Systems vulnerabilities plague DOD
Systems vulnerabilities plague DOD
GAO report pinpoints chinks in department's information security armor
By Christopher j. Dorobek
Despite years of warnings, the Defense Department still faces significant information security weaknesses and vulnerabilities in nearly every area, a new report from the General Accounting Office has concluded.
'Serious weaknesses in DOD information security continue to provide both hackers and hundreds of thousands of authorized users the opportunity to modify, steal, inappropriately disclose and destroy sensitive DOD data,' the GAO report says.
The Defense Information Systems Agency has made some progress since GAO's 1996 review, but even DISA needs to do more, according to the report, DOD Information Security: Serious Weaknesses Continue to Place Defense Operations at Risk.
The weaknesses impair DOD's ability to control physical and electronic access to its systems and data; to ensure that software running on its systems is authorized and functioning as intended; to limit employees' ability to perform incompatible functions; and to resume operations in the event of a disaster, according to the report issued late last month.
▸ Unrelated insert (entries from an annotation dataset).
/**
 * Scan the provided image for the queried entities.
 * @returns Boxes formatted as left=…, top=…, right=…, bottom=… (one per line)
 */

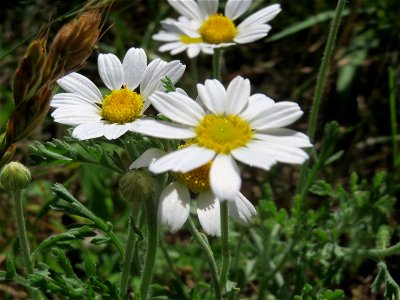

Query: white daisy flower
left=130, top=148, right=256, bottom=236
left=168, top=0, right=281, bottom=47
left=51, top=48, right=185, bottom=140
left=153, top=17, right=214, bottom=58
left=135, top=76, right=311, bottom=200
'DOD has made limited progress in correcting the general control weaknesses we reported in 1996. As a result, these weaknesses persist across every area,' the report said.
DOD spokeswoman Susan Hansen said the report shows the department has work to do. 'We have a huge enterprise here,' she said, and the department has grown up developing independent, autonomous systems where security was not a top priority.
That is changing, she said.
Congress' watchdog organization agreed. The department has 2.1 million computers, more than 10,000 LANs and more than 100 long-distance networks, and its tens of thousands of automated information systems run on a variety of platforms, the report said.
DOD is trying to centralize the security process. DISA, for instance, has developed standard technical implementation guides for configuring software. The agency has also established a security readiness review process that lets it test Defense compliance with security standards and track weaknesses in systems running at the department's megacenters, GAO said.
|GAO gives DOD security pointers|
- DISA needs to expand the process it uses to assess security readiness. It should include timely and independent verification of corrective actions reported by Defense megacenters and other organizations.
- The CIO needs to make sure that the Defense-wide Information Assurance Program has a clearly defined plan for coordinating its work with that of the Joint Task Force on Computer Network Defense and other security efforts.
DOD has also issued plans for the Defense-wide Information Assurance Program, which seeks to consolidate security control protection efforts. DIAP will provide the framework for a comprehensive information security program, DOD officials said.
The department also created the Joint Task Force on Computer Network Defense to spearhead protection efforts.
But these efforts did not eliminate significant weaknesses, GAO said. Auditors found problems with access controls, application development, change controls and system software controls.Wait and see
It is too soon to tell how effective some of the initiatives will be, GAO said.
'It is too early to assess when, whether or how effectively the provisions of the DIAP management and implementation plans will be implemented and coordinated with other related efforts or whether DIAP will ultimately succeed in ensuring adequate information security throughout DOD,' the report said.
As with many organizations, the security issue is closely tied to work force issues, said Alan Paller, director of research at the SANS Institute of Bethesda, Md. Deputy Defense secretary John J. Hamre is preaching the word of IT security, but it is hard to win converts, Paller said.
In February, Hamre told the House Armed Services Subcommittee on Procurement and R&D that security is among his top priorities.
'I am not at all concerned about our ability to develop and employ the information technologies needed to achieve [DOD's] offensive goals. But I am very concerned about our ability to defend the information systems that make actual offensive operations possible,' he said.